SQS redrive policies don’t actually move messages; they tell another queue where to find them.
Let’s see this in action. Imagine we have a main queue, my-processing-queue, and a dead-letter queue, my-dlq. We want messages that fail processing in my-processing-queue to end up in my-dlq.
First, the DLQ needs to be configured to accept messages from the source queue. This is done via the RedrivePolicy attribute on the source queue.
Here’s how you’d set it up using the AWS CLI:
aws sqs set-queue-attributes \
--queue-url https://sqs.us-east-1.amazonaws.com/123456789012/my-processing-queue \
--attributes '{
"RedrivePolicy": {
"deadLetterTargetArn": "arn:aws:sqs:us-east-1:123456789012:my-dlq",
"maxReceiveCount": "5"
}
}'
In this command:
deadLetterTargetArn: This is the ARN of the DLQ that will receive messages. It must be a valid SQS queue ARN.maxReceiveCount: This is the number of times a message can be received frommy-processing-queuebefore it’s considered "failed" and sent to the DLQ. Once it hits this count, SQS automatically moves it.
Crucially, the IAM policy attached to the DLQ must grant SQS permission to send messages to it. If this is missing, messages will just sit in the source queue and eventually expire or be lost, even if the RedrivePolicy is correctly set.
Here’s an example of the necessary IAM policy for the DLQ:
{
"Version": "2012-10-17",
"Id": "arn:aws:iam::123456789012:policy/SQS-DLQ-Policy",
"Statement": [
{
"Sid": "AllowSqsToSendMessageToDLQ",
"Effect": "Allow",
"Principal": {
"Service": "sqs.amazonaws.com"
},
"Action": "sqs:SendMessage",
"Resource": "arn:aws:sqs:us-east-1:123456789012:my-dlq"
}
]
}
Notice how the Principal is sqs.amazonaws.com, the Action is sqs:SendMessage, and the Resource is the ARN of the DLQ. This policy allows the SQS service itself to send messages to my-dlq.
The RedrivePolicy is an attribute of the source queue, but the IAM permissions are on the DLQ. This is a common point of confusion. You’re essentially telling my-processing-queue to send failed messages to my-dlq, but my-dlq has to explicitly allow sqs.amazonaws.com to send messages to it.

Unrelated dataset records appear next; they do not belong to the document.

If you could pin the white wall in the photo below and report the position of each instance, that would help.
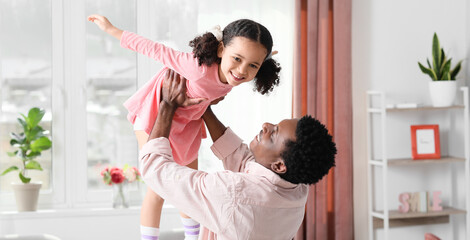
(79, 224)
(389, 37)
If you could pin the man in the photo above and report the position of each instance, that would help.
(262, 194)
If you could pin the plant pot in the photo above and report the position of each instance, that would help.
(26, 195)
(442, 93)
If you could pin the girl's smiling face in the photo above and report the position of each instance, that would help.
(240, 60)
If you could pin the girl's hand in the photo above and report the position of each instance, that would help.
(104, 24)
(217, 100)
(174, 91)
(101, 21)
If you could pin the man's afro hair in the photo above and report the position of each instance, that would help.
(311, 155)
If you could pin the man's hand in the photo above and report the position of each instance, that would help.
(104, 24)
(174, 91)
(173, 96)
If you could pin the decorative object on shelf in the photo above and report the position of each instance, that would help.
(443, 87)
(425, 142)
(430, 236)
(420, 202)
(120, 179)
(30, 143)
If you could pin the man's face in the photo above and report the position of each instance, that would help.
(270, 142)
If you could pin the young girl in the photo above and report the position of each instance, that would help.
(219, 61)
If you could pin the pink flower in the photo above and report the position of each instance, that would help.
(131, 174)
(116, 175)
(104, 171)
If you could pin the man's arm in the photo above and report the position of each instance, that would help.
(216, 128)
(173, 96)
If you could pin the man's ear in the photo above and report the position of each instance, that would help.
(220, 49)
(279, 167)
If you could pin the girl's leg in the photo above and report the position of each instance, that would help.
(152, 205)
(191, 227)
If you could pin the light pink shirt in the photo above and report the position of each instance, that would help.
(247, 201)
(203, 82)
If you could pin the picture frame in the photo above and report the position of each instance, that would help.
(425, 142)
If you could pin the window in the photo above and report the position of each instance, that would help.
(25, 79)
(81, 76)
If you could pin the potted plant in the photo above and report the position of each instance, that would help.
(28, 144)
(443, 86)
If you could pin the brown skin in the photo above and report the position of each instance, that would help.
(272, 138)
(268, 145)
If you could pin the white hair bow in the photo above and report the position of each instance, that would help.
(217, 32)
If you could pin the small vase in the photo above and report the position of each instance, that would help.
(442, 93)
(26, 195)
(120, 196)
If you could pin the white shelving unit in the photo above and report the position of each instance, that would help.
(387, 218)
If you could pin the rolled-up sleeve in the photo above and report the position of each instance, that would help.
(207, 198)
(232, 151)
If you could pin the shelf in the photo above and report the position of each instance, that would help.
(421, 108)
(409, 161)
(424, 108)
(398, 219)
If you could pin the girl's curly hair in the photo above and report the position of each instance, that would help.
(205, 50)
(311, 155)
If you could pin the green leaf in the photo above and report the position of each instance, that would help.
(32, 155)
(20, 154)
(35, 133)
(445, 70)
(33, 165)
(12, 154)
(427, 71)
(436, 54)
(34, 116)
(455, 71)
(23, 123)
(24, 179)
(447, 76)
(14, 143)
(12, 168)
(40, 144)
(19, 137)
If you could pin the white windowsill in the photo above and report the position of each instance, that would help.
(77, 212)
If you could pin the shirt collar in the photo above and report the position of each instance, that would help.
(255, 168)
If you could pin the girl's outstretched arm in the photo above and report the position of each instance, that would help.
(104, 24)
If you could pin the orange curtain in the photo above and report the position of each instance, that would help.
(322, 88)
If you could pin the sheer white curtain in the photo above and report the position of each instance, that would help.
(177, 22)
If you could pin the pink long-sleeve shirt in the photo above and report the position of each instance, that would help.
(246, 201)
(203, 82)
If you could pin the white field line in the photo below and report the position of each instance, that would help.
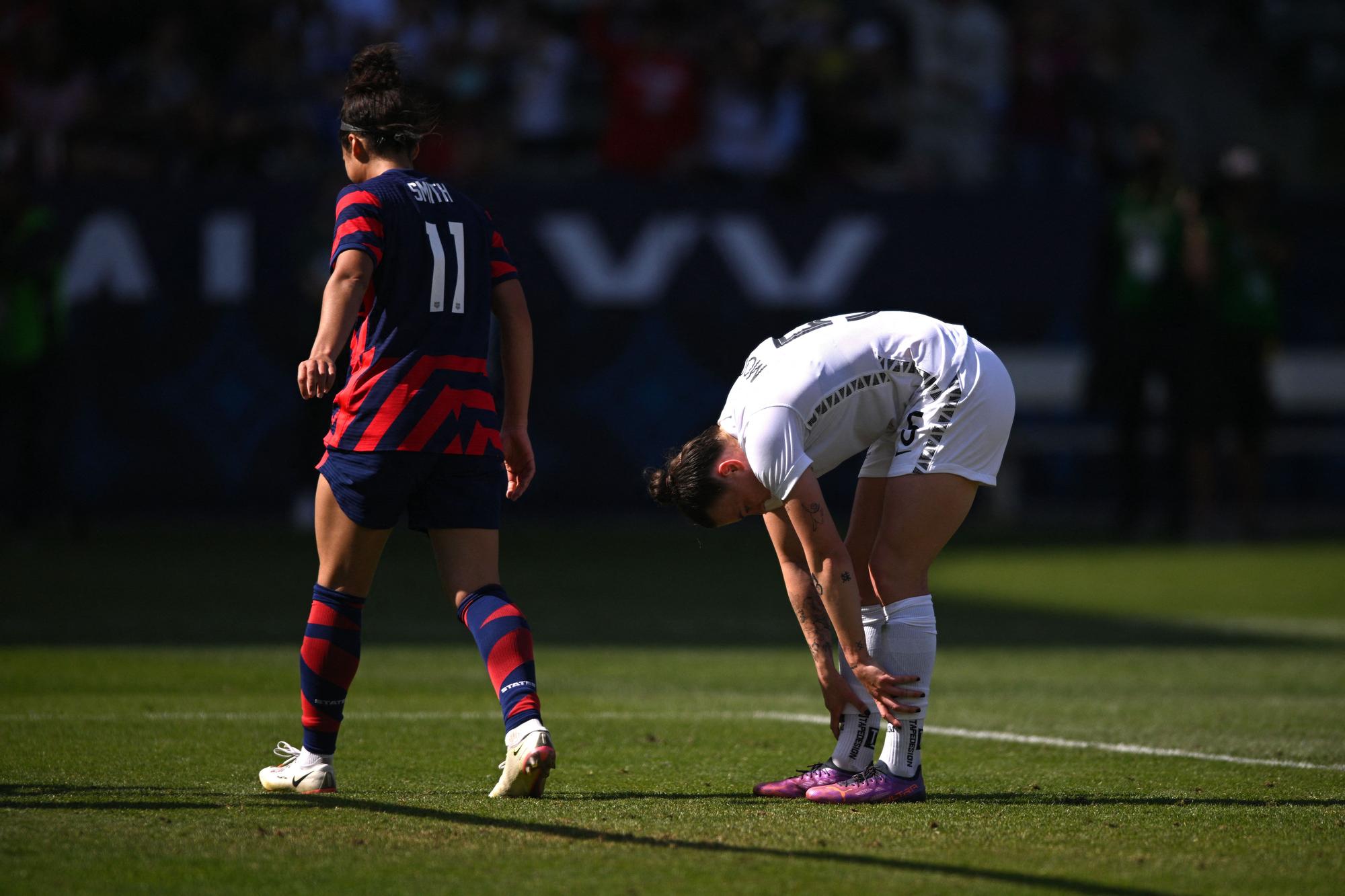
(809, 719)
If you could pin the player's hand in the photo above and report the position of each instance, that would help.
(520, 464)
(837, 694)
(317, 377)
(887, 689)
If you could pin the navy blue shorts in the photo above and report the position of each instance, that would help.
(435, 491)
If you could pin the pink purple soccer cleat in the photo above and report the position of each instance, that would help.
(800, 784)
(871, 786)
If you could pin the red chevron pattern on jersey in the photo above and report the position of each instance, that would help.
(418, 356)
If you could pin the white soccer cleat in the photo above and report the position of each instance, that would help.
(314, 778)
(527, 766)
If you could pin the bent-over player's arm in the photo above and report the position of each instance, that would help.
(798, 585)
(812, 615)
(833, 577)
(510, 309)
(352, 275)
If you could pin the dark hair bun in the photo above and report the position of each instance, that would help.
(660, 483)
(375, 69)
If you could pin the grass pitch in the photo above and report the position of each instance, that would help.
(139, 697)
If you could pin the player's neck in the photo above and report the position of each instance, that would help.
(377, 166)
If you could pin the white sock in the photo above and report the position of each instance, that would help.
(860, 724)
(524, 729)
(907, 646)
(313, 759)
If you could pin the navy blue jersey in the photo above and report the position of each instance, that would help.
(418, 357)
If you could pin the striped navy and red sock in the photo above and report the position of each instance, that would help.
(328, 665)
(506, 643)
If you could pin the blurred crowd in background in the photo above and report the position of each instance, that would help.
(1184, 124)
(886, 93)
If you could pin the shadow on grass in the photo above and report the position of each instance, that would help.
(110, 805)
(1079, 799)
(9, 788)
(24, 795)
(151, 567)
(576, 833)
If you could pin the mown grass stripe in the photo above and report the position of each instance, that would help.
(970, 733)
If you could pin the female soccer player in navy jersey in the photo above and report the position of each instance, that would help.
(418, 272)
(933, 407)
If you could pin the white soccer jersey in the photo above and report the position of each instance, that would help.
(829, 389)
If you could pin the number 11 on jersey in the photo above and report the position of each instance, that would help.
(436, 287)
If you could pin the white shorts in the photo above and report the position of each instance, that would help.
(962, 430)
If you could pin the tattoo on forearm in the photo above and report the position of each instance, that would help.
(813, 616)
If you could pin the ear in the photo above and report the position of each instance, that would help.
(730, 466)
(358, 149)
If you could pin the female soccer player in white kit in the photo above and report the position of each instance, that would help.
(933, 407)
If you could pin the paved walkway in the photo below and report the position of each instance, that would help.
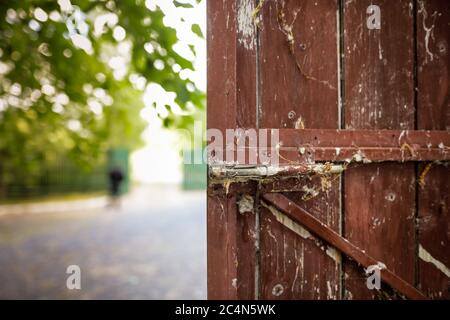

When a message in my-processing-queue is received maxReceiveCount times (e.g., 5 times), SQS automatically deletes it from my-processing-queue and sends it to my-dlq. The message’s visibility timeout is reset on the DLQ, allowing for re-examination and potential manual redrive.
The most surprising thing about SQS redrive is that the "redrive" itself is an asynchronous, background operation performed by SQS. You don’t initiate a "redrive" command when a message fails; you configure the policy, and SQS handles the rest based on receive counts. The concept of "redriving" from the DLQ typically refers to a manual process where you again configure a redrive policy on the DLQ, pointing back to a processing queue, to attempt to reprocess those failed messages.
If you set up the RedrivePolicy correctly on the source queue but messages are still not appearing in the DLQ after exceeding maxReceiveCount, the most likely culprit is a missing or incorrect IAM policy on the DLQ itself.